廃部になってもおかしくない状況だが、何十年も前は、そこそこ強豪校だったらしく学校としても廃部は避けたいらしい。
「誰が大魔王だ」
「貴様の悪行は聞いているーーー。また完全体に覚醒する前にこの『聖剣ギャラクシーグングニル』で、とどめを刺さなければーーー」
「さっきはインフィニティ何とかって言ってただろ……あとグングニルは確か槍の名前じゃなかったか?」
「うっうるさーーーーーい。バーーーカバーーーーーカ」
瑠々は防具の面を外してたあと、翔矢を罵倒し始める。
「先輩に向かって馬鹿とは何事だ。大魔王もダメだが」
翔矢は竹刀で瑠々の頭上を軽くペシペシしながら注意する。
「やめろーーー!! 防具外してる時に竹刀ペシペシはやめろーーー」
あくまで軽く叩いただけだが、瑠々は痛そうに頭を抱えている。
「おい翔矢。あんまり瑠々をいじめるなよー」
翔矢を注意したのは、3年の渡辺健吾先輩。この剣道部でただ一人ちゃんと剣道をやっているといってもいい先輩だ。
「いや、例のごとく瑠々がちょっかい出してきたんで……」
さすがに先輩には強く言い返せないが、いつも突っかかって来るのは瑠々の方だ。
しかし竹刀ペシペシは普通の剣道部なら厳重注意なので可能な限りひかえようと思った。
ちなみに顧問の先生はくじ引きで決めたらしく剣道のルールもほとんど知らないし武道精神的な事で注意されることはまずない。

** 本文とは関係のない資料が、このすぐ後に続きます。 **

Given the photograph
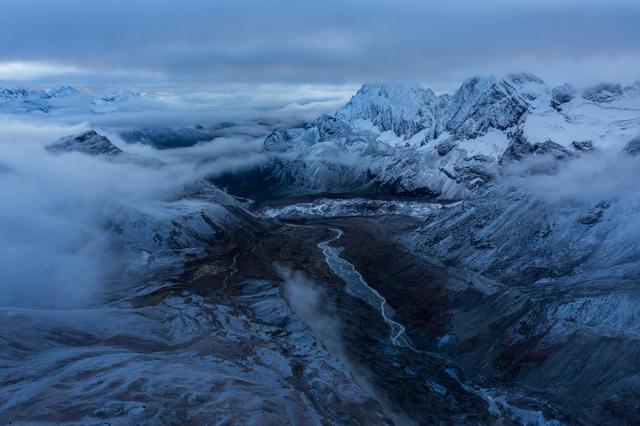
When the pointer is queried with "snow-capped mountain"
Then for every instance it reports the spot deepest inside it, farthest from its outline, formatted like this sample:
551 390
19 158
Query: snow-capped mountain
19 100
405 139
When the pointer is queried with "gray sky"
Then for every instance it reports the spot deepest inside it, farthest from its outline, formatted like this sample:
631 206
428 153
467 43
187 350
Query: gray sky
439 43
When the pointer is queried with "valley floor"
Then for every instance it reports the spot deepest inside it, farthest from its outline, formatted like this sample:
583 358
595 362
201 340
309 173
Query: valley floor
269 330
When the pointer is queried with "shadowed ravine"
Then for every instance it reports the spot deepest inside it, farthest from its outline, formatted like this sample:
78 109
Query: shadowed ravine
358 287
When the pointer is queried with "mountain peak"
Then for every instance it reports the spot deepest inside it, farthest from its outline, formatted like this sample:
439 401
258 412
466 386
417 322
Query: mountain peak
406 109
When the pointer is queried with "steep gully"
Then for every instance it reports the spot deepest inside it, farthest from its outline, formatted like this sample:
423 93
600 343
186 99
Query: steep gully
432 381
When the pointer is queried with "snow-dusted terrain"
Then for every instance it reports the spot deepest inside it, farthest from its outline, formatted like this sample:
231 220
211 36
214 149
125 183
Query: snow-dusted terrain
521 195
545 231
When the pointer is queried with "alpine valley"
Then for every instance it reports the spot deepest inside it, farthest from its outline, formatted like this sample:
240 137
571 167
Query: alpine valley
416 258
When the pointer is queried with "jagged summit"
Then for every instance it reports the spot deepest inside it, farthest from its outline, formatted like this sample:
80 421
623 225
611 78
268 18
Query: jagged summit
406 109
89 142
405 139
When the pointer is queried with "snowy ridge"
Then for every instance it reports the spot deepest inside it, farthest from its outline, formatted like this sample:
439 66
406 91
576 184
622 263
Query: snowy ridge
404 139
19 100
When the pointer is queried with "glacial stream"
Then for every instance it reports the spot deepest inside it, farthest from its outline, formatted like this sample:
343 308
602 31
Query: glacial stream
358 287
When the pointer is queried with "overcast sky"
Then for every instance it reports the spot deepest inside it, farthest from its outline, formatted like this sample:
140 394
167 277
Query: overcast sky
194 42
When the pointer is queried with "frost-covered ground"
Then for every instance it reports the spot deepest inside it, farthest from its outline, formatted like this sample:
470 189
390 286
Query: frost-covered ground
331 207
542 229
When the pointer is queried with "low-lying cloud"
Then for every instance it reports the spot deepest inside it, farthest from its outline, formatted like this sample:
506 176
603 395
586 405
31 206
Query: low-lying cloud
55 249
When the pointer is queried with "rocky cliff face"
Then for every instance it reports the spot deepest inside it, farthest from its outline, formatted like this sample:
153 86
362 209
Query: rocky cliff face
404 139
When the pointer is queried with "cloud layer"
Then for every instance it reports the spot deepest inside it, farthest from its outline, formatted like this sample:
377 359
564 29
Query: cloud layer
330 41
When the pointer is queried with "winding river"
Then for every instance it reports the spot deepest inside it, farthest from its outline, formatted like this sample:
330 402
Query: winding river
358 287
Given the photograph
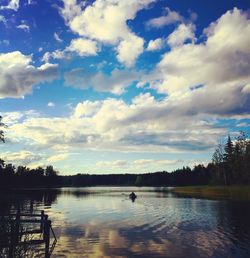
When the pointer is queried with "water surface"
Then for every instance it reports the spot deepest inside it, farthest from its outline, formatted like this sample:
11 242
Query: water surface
104 222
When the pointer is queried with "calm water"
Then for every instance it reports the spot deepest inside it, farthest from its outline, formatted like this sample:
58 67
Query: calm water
106 223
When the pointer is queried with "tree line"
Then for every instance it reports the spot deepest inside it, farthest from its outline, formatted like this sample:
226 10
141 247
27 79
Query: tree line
230 165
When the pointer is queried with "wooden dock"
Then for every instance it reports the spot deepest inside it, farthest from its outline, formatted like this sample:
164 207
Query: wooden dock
26 229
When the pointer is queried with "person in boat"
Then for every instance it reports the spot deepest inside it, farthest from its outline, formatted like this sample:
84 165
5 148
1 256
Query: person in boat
132 196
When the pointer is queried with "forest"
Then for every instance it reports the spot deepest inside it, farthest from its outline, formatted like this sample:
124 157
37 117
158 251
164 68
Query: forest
230 165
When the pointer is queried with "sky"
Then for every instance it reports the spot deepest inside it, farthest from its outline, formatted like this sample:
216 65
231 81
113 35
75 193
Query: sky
122 86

怪我なく、みんな元気ならそれでOKというタイプの先生だ。
「可愛いんだから、これくらい許してやれよ」
「そんな理由で許されるなら警察はいりませんよ。先輩」
「でも可愛いとは思うだろ?」
翔矢は瑠々を一瞬見て答えた。
「そうですね。しゃべらなくて動かなければ可愛いと思います」
「さすが大魔王、容赦ない意見。だが我は男子から何度も告白されておるぞ」
まぁ小柄で見た目は可愛いので、告白されたのは嘘ではないんだろう。
「それで誰かと付き合ったのか?」
別に、どっちでもいいんだが話の流れで聞いてしまった。
「我と同等の魔力を持つものがいなかったので全て断った」
どんな奴らが告白したのか知らないが、可愛そうに。いろいろな意味で。
「あぁ魔力が足りないならしかたないな」
瑠々に話を合わせたのは、渡辺先輩。優しいというか女に甘い人だ。
「まぁ我と同等というのが難題なのだがな」
「ちなみに俺と翔矢の魔力とやらは?」
(いや、なに話広げてるんだこの人は)
「うむ、渡辺先輩はそれなりに高いが我には及ばぬ。大魔王は魔力だけなら同等だが闇の魔力なので却下」
「……練習をしましょうよ」
忘れてはいけない、今は部活中。
「それもそうだな、大魔王よ。我と決闘だ」
訳:翔矢先輩試合しましょう。
「まぁ試合は全然OKだが」
「我が勝ったら改心して我の弟子になれーーー」
「これでも『改心』は、昔にしてるつもりなんだけどな……弟子は嫌だが……俺が勝ったら?」
「我に敗北はあり得ぬが、まぁその時は何でも言うこと聞いてやろう」
「おっ言ったな」
翔矢はニッコリと笑みを浮かべる。
「翔矢……おまえ瑠々にどんな鬼畜な事を要求するつもりだ」
健吾が引いたような顔で翔矢を見る。
「さぁなんでしょうねーー」
渡辺先輩、心配は無用。正義に敗北はない」
お互いに準備をして試合開始。
*****
「メーーーン」
勝負は一瞬だった。
「おまえ何で、この条件で試合しようと思ったんだよ」
翔矢は笑いをこらえながら話す。瑠々はお世辞にも強いとは言えない。というより今まで一度も勝ったことがない。
「ぐぬぬぬ、約束だ。煮るなり焼くなり好きにしろ。だが私の体は自由にできても心まではーーー」
「脱がすのか?脱がすのか?」
健吾は妙に嬉しそうにしている。
「そんな外道な事はしませんよ」
「翔矢先輩……でも体で払えないとすると、私財布に1000円くらいしかないです」
さっきまでの威勢はどっかにいき『翔矢先輩』呼びになった上に人が変わったように急にオドオドしだした瑠々。正直、常にこれなら可愛いと思う。
「あなたたち二人の中での俺のキャラどうなってるんだよ」
体か金の択になっているような話の流れに呆れて頭をかかえる。
「「だって昔は」」
「わーーー!! 要求言う!! 要求言う!!」
二人がハモってあることを言い出しそうになったので、翔矢は慌てて話をさえぎって続けて要求をいう。
「瑠々は今後、俺を大魔王扱いするの禁止で。さっきの『翔矢先輩』は気分良かったからそっちで呼ぶこと」
そもそも、その呼び方が普通なので、それで気分良かったというのもおかしい話な気もする。
「よかろう、大魔王の封印に成功した。翔矢先輩。これからは共に戦おう!!」
「いや、何とだよ……」
とはいえ、瑠々から入部して以来初めて大魔王以外の名称で呼ばれた。
(これも天使のご利益か?)
そう思いペネムエの方に目をやると、道場の掛け軸の前で正座して、時々紅茶を飲んでいた。